A factor you may not have considered when starting your research is time. It’s important to know when something happened because that can help you determine both how much and what type of information might exist on your topic. The closer you are to the actual date something happened, the less information there is likely to be on that topic. By the same token, the further away you are from the event in time, the more likely it is that more information and publications may be available. This concept is called the flow of information.
The first information available about a particular happening usually attempts to describe or report the event on the same day or very soon after it happens. These types of information sources are often called primary sources because they are the first accounts and often provide eye-witness perspectives. (Note that some disciplines in the sciences define primary sources as publications describing original research.)
Common types of primary sources include web and newspaper articles from the time of the event, diaries, news transcripts, photographs, and citizen videos.
Here’s an example:
On June 12, 2009, election protests began in Iran. Worldwide observers noted that the protesters made extensive use of Twitter, Facebook, and YouTube to communicate what was happening.
Television news coverage of the events began at once.
On June 14, 2009, an entry on the protests was created by anonymous users in Wikipedia.
The New York Times newspaper published an article and photo on the topic on June 15, 2009.
On Twitter, thousands of #IranElection tweets documented the developing situation.
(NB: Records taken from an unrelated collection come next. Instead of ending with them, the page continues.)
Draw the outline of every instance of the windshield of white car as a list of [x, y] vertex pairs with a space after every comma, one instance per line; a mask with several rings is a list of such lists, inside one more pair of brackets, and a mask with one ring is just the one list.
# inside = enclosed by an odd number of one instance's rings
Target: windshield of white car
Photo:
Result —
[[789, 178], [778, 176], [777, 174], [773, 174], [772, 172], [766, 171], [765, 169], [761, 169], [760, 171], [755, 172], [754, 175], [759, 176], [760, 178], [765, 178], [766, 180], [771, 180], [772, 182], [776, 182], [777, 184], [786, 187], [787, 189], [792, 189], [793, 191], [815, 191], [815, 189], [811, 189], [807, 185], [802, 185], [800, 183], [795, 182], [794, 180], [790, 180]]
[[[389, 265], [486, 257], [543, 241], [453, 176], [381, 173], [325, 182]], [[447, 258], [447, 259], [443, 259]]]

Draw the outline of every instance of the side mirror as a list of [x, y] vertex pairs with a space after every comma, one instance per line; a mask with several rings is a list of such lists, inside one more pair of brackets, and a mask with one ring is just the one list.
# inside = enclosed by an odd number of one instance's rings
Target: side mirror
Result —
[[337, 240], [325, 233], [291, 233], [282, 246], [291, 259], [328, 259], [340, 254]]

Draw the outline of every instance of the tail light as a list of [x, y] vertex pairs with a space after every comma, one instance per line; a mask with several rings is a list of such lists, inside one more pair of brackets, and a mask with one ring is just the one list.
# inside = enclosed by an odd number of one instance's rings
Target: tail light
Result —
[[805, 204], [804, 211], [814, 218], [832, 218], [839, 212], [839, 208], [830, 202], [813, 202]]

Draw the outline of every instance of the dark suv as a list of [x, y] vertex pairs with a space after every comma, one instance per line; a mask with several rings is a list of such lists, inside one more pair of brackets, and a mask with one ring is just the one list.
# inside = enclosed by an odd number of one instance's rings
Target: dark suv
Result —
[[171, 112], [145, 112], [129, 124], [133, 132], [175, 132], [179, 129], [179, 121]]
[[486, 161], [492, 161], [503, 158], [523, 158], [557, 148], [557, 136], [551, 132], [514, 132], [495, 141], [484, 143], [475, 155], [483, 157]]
All of these are examples of primary source, produced while the protests were actually occurring.
In general, you can expect to find information on the web, television news, and social media in the first few days after a newsworthy event. As weeks go by, other information sources begin to emerge, adding new perspectives and information on the topic. Articles in news magazines and popular consumer magazines (such as Time, The New Yorker, Newsweek, People Magazine, Smithsonian, The Economist, etc.) – the types of magazines you can easily find in supermarkets, superstores like Walmart and Target, and most bookstores – appear next.
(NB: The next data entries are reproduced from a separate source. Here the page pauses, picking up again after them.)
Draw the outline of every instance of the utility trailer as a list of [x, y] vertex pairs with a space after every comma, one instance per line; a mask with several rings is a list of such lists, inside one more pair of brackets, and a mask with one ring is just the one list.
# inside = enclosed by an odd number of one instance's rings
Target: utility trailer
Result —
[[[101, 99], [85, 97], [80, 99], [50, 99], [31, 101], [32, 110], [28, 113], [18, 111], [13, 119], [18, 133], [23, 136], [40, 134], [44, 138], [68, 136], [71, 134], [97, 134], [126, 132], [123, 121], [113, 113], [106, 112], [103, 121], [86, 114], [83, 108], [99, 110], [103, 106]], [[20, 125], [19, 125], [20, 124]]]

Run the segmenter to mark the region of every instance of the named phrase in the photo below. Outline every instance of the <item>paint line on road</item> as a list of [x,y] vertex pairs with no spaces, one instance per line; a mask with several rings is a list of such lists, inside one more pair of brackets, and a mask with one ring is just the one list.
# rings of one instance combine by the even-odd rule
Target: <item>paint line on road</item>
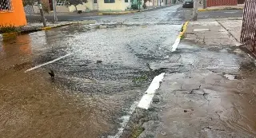
[[26,70],[25,73],[27,73],[27,72],[34,70],[34,69],[38,69],[38,68],[45,66],[45,65],[49,65],[49,64],[51,64],[51,63],[54,63],[54,62],[55,62],[55,61],[59,61],[59,60],[61,60],[61,59],[62,59],[62,58],[65,58],[65,57],[68,57],[68,56],[70,56],[70,55],[72,55],[72,54],[74,54],[74,53],[69,53],[69,54],[66,54],[66,55],[65,55],[65,56],[62,56],[62,57],[58,57],[58,58],[56,58],[56,59],[54,59],[54,60],[53,60],[53,61],[48,61],[48,62],[46,62],[46,63],[43,63],[43,64],[42,64],[42,65],[37,65],[37,66],[35,66],[35,67],[33,67],[33,68],[31,68],[31,69],[29,69]]
[[156,76],[153,79],[150,87],[146,91],[142,98],[139,101],[138,107],[145,108],[145,109],[148,109],[150,108],[154,95],[155,93],[155,91],[159,89],[160,82],[162,81],[164,75],[165,75],[165,73],[162,73],[160,75]]
[[122,122],[120,123],[121,127],[118,128],[118,133],[115,134],[115,136],[108,136],[107,138],[119,138],[122,135],[123,130],[126,128],[126,125],[128,124],[131,115],[134,113],[134,112],[135,111],[137,104],[138,104],[138,102],[135,101],[133,104],[131,104],[127,114],[120,118],[122,120]]

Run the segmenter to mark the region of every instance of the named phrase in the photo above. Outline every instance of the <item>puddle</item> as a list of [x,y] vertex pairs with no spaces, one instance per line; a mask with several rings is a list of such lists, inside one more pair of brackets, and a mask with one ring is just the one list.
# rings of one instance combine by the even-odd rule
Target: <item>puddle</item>
[[235,75],[225,74],[224,77],[228,80],[238,80],[238,77]]

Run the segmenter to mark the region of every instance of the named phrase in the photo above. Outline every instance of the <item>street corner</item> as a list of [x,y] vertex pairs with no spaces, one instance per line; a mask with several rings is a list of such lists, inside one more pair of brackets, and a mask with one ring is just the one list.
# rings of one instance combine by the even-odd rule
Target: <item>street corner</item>
[[243,7],[210,7],[206,9],[198,9],[198,11],[213,11],[213,10],[243,10]]
[[122,15],[122,14],[127,14],[132,13],[138,13],[138,10],[132,10],[132,11],[120,11],[120,12],[102,12],[98,13],[98,15],[107,15],[107,14],[116,14],[116,15]]
[[9,39],[16,37],[19,34],[20,34],[20,32],[2,34],[0,34],[0,39],[2,38],[2,40],[9,40]]

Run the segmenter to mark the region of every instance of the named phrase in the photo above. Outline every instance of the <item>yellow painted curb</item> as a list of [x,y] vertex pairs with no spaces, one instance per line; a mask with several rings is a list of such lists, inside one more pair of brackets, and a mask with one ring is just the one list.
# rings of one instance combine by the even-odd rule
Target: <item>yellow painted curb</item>
[[180,32],[178,36],[179,38],[182,38],[182,36],[184,35],[188,25],[189,25],[189,22],[187,21],[187,22],[185,22],[185,24],[182,26],[182,32]]
[[52,27],[43,27],[42,28],[42,30],[51,30]]

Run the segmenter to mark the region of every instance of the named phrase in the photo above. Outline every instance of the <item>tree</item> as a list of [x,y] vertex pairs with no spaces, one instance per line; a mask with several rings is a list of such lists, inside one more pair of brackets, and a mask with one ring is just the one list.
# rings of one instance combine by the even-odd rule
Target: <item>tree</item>
[[66,2],[66,6],[70,6],[74,5],[76,11],[78,11],[77,6],[79,4],[86,3],[87,0],[63,0]]

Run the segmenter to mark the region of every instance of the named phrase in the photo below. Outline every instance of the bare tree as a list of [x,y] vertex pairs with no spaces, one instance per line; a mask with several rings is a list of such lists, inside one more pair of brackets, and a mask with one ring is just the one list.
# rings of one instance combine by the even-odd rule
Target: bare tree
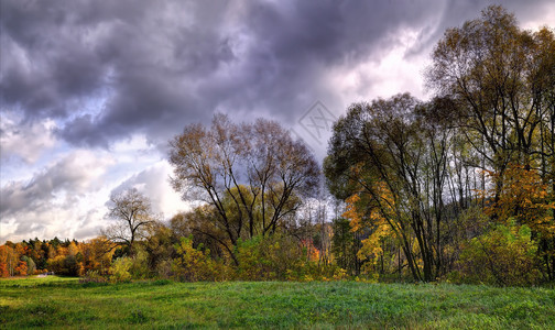
[[187,125],[170,146],[174,188],[216,209],[214,226],[226,233],[220,243],[228,251],[240,238],[273,233],[318,182],[308,148],[268,120],[235,124],[216,114],[209,129]]
[[148,226],[154,223],[150,199],[135,188],[112,194],[107,217],[116,223],[102,231],[112,242],[124,244],[133,253],[134,242],[143,237]]

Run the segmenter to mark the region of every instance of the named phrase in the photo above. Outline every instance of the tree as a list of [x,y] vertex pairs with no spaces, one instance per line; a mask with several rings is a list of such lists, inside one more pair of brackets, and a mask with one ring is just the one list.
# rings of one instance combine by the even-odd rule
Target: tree
[[170,141],[170,163],[183,198],[194,191],[214,208],[214,226],[226,238],[211,239],[232,257],[239,239],[275,232],[314,193],[319,174],[308,148],[276,122],[235,124],[225,114],[216,114],[209,129],[187,125]]
[[108,218],[116,221],[102,235],[112,242],[123,244],[132,255],[134,243],[143,238],[146,227],[154,222],[151,202],[135,188],[113,194],[108,202]]

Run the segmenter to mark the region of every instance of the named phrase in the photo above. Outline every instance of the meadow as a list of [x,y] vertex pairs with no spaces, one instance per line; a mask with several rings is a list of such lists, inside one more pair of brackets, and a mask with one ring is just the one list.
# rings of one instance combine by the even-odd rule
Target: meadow
[[0,328],[553,329],[555,290],[451,284],[0,280]]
In our example, on July 27, 2009, Newsweek published a short article on the election protests and media use in Iran; The Economist and other popular consumer magazines also began publishing short articles and opinion pieces around this time. So, additional sources of information started being published months later, joining the mix of primary sources discussed earlier.
As more time passes, more information and scholarly research on noteworthy events becomes available. Often the focus of this new material is to understand or analyze the event, or to put it in context historically, by comparing it to other issues, trends, or movements.
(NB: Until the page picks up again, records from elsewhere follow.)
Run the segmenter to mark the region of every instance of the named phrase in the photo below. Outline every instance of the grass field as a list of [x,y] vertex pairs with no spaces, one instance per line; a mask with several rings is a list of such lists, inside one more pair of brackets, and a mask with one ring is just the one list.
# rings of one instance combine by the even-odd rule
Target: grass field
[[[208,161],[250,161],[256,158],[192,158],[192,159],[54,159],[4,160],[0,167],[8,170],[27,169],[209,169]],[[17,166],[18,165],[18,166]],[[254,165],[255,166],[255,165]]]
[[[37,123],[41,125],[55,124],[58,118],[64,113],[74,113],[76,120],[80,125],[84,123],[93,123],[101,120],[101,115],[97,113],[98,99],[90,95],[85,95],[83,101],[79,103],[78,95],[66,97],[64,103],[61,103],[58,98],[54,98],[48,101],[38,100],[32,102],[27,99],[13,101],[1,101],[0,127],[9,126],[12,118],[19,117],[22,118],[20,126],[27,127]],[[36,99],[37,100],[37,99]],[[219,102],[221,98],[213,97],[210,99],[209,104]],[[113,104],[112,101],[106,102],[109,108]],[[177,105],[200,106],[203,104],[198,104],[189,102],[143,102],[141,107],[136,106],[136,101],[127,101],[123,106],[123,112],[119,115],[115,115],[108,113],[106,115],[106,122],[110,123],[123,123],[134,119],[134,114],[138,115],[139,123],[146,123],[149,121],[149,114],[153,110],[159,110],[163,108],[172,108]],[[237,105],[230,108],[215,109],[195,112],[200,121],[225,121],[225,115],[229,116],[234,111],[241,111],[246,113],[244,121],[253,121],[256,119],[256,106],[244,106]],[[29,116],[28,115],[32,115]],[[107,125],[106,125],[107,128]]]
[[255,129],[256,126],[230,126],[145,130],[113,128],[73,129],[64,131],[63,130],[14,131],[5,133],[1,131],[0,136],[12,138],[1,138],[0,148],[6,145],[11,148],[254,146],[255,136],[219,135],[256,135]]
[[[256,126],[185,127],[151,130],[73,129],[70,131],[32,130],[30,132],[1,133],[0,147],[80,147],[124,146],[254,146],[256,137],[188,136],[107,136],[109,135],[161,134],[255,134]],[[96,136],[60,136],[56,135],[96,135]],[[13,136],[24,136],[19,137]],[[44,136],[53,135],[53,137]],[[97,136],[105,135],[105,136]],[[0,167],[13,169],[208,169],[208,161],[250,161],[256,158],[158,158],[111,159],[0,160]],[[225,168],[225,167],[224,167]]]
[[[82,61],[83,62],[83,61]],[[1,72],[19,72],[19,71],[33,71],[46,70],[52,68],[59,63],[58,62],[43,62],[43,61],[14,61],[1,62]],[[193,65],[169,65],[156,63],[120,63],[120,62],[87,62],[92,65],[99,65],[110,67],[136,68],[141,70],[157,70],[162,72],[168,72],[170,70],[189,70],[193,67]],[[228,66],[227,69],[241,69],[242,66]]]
These types of analytical, after the fact, information sources are called secondary sources. These typically look back in time and analyze the original event in much greater depth and context. Common types of secondary sources include books, research articles, and encyclopedia articles. (Some disciplines may define secondary sources mostly as books and encyclopedia articles.)
Let’s return to the example of the 2009 election protests in Iran.
In 2010, one of the first peer-reviewed journal articles on the topic appeared in the International Journal of Emerging Technologies in Society (iJETS). Many other peer-reviewed journals published research articles on the topic from 2012 to the present. Also in 2010, scholarly book chapters began to be published on the protests, and in 2011, brief mentions of the event began to appear in some encyclopedias (such as Encyclopedia of Social Movement Media).